Frying is the simplest and quickest way of cooking halloumi and the wonderful thing is that, unlike other cheeses, it does not melt. You can even dry-fry it to avoid adding extra fat if you are watching your weight. Don’t worry if some of the brine in the cheese comes out into the pan while it’s cooking – it will evaporate and you’ll still end up with crisp and crusty golden halloumi slices, which are tender inside.

DRY-FRYING

Simply cut the block of cheese into slices – as thick as you like. This could be anything from 1–2cm (½ –¾ inch) thick.

Dry-fry in a non-stick frying pan (skillet) over a medium heat for 1–2 minutes each side until any liquid has been released and evaporated and the halloumi is golden brown and crispy on the outside and softened inside.

Remove from the pan with a slotted spoon or spatula and eat immediately. If you leave it to cool down, it may become rubbery.

FRYING IN OIL AND/OR BUTTER

You can fry halloumi in a little olive oil, which will enhance the flavour, as does unsalted butter. Just heat the oil and/or butter in a frying pan and cook as for dry-frying.

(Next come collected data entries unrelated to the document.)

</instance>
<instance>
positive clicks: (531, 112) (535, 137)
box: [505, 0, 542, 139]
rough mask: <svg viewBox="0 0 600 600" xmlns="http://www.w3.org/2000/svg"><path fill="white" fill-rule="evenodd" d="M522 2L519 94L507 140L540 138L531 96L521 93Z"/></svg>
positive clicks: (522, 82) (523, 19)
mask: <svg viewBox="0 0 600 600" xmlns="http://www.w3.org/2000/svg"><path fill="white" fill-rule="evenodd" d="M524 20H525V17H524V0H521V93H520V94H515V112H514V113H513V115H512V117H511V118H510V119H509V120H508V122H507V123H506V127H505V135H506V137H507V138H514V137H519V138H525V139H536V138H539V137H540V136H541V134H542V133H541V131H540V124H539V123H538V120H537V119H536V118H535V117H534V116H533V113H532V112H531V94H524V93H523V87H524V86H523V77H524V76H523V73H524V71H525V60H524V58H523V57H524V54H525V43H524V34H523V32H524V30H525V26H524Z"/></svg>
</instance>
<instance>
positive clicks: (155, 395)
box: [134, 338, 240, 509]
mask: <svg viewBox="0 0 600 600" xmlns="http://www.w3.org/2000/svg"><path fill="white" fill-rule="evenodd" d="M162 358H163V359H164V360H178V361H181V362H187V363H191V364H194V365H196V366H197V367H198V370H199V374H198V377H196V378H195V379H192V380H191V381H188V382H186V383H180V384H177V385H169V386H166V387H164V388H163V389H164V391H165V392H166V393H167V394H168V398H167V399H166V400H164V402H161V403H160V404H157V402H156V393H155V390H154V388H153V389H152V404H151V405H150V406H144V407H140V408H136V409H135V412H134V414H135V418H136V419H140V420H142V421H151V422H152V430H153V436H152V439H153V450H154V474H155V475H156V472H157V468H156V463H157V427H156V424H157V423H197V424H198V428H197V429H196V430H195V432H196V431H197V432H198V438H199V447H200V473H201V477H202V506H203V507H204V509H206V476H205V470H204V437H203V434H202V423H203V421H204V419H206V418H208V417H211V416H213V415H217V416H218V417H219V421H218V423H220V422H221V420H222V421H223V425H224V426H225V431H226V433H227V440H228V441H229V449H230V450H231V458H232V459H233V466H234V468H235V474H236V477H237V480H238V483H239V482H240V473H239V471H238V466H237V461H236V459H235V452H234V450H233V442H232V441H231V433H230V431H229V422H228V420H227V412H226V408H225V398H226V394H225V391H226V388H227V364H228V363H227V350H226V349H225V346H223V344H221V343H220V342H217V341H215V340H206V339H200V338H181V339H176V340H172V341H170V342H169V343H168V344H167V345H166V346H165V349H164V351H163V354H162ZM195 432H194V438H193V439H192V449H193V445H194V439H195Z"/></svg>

Note: Some people dust the halloumi with flour or semolina before frying to give it a deliciously crisp crust. You can even dip the slices into beaten egg first and then coat them with sesame seeds or crushed fennel or cumin seeds.

SERVING SUGGESTIONS

• Drizzle with some fruity green olive oil and freshly squeezed lemon juice.

• Use basil oil instead of regular olive oil.

• Drizzle some warm runny honey over the top and sprinkle with black or white sesame seeds.

• Sprinkle with finely chopped mint, coriander (cilantro), basil or flat-leaf parsley. Alternatively, dust with dried oregano or thyme.

• Scatter a pinch of crushed chilli flakes over the top to give it a kick.

• Dust with ground spices, e.g. paprika, cayenne, za’atar or sumac.

• Serve with a spoonful of chilli jam, fig jam or your favourite chutney.

• If you’re not a purist, add a shake of hot sauce, e.g. Sriracha or Thai sweet chilli sauce, or a little harissa (regular or rose flavoured).

• Eat for breakfast with some fresh watermelon, peaches, pears or clementines. The juiciness and sweetness of the fruit complement its salty flavour perfectly.

• Serve with figs – fresh or oven-baked with honey.

• Add some peppery salad leaves, such as rocket (arugula) or watercress and drizzle with olive oil and balsamic vinegar.

• Wrap in wafer thin slices of prosciutto.

• Serve with some tahini or cooling tzatziki (see here).

• Serve on skewers with a spicy dip or lemony salsa.

• Be like the Greeks and eat it with a glass of chilled ouzo on ice.